September 10, 2012
--- Pricing raises myriad issues, including type of compensation model, what services are factored in, and if similarly sized plans might call for different fees. ---
At the PLANADVISER National Conference in Orlando, a panel discussed how to price fees for service.
The majority of panel attendees surveyed about how they are most commonly paid for qualified plan business (59%) said they base fees on asset size. Nearly one-quarter (23%) said they are commission-based, and 14% use a hard dollar or flat fee, regardless of asset size. Just 4% are ERISA budget or ERISA reimbursable, and 1% said fees are per participant.
“Charge as much as you can,” advised Edward O’Connor, managing director, Morgan Stanley Smith Barney.

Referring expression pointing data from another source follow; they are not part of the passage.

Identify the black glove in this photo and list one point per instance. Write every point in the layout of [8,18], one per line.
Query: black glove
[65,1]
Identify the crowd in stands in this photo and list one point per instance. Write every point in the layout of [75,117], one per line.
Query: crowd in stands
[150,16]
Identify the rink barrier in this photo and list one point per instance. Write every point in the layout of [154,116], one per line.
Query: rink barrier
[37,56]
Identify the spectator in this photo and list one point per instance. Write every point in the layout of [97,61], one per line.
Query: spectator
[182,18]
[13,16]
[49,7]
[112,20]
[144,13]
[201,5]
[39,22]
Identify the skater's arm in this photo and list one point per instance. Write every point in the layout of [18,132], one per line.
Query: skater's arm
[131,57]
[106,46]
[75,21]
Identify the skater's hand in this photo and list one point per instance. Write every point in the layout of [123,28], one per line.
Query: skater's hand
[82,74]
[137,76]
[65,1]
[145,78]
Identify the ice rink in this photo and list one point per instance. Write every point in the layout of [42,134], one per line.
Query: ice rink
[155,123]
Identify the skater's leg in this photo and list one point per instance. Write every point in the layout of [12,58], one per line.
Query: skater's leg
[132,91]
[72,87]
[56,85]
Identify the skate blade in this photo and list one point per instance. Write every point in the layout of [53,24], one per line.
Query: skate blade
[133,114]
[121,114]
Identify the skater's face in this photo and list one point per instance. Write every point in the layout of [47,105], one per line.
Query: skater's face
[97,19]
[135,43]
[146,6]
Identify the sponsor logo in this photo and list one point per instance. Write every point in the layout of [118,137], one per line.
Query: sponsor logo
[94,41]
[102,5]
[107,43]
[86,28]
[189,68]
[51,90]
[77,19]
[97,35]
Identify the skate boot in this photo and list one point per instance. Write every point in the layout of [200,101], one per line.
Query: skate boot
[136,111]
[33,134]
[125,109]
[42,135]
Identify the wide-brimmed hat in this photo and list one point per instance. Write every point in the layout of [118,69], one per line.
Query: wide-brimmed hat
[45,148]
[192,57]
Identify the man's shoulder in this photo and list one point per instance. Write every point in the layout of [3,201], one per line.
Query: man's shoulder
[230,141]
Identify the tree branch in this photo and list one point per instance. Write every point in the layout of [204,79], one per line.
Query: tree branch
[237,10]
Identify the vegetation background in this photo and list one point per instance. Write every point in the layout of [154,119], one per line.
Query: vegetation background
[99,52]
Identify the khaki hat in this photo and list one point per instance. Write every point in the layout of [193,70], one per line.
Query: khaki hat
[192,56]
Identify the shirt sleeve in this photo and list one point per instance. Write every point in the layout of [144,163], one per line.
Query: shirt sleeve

After making a clearly humorous statement, he explained more fully that advisers should earn as much as they can and then begin to break it down into comprehensible and explainable steps.
According to O’Connor, benchmarking is a crucial first step, and there are lots of sources. “But be careful,” he cautioned, “because it can be a race to the bottom.”
Melissa Cowan, executive director, UBS defined contribution advisory program, UBS Financial Services Inc., mentioned that some advisers may hesitate to use benchmarking services for fear of locking themselves into a range. O’Connor advises against walking into a first meeting with the range of fees from benchmarking. “It’s human nature to want the smaller number,” he pointed out. Value has to be established and fees discussed, but there’s a natural build-up to such discussions.
“We try to make benchmarking about the services we are delivering and how we are delivering, not the fees themselves,” said Rick Shoff, managing director, advisor support group at CAPTRUST Financial Advisors. “That’s a slippery slope. If you’re getting paid more it’s because you are delivering more.”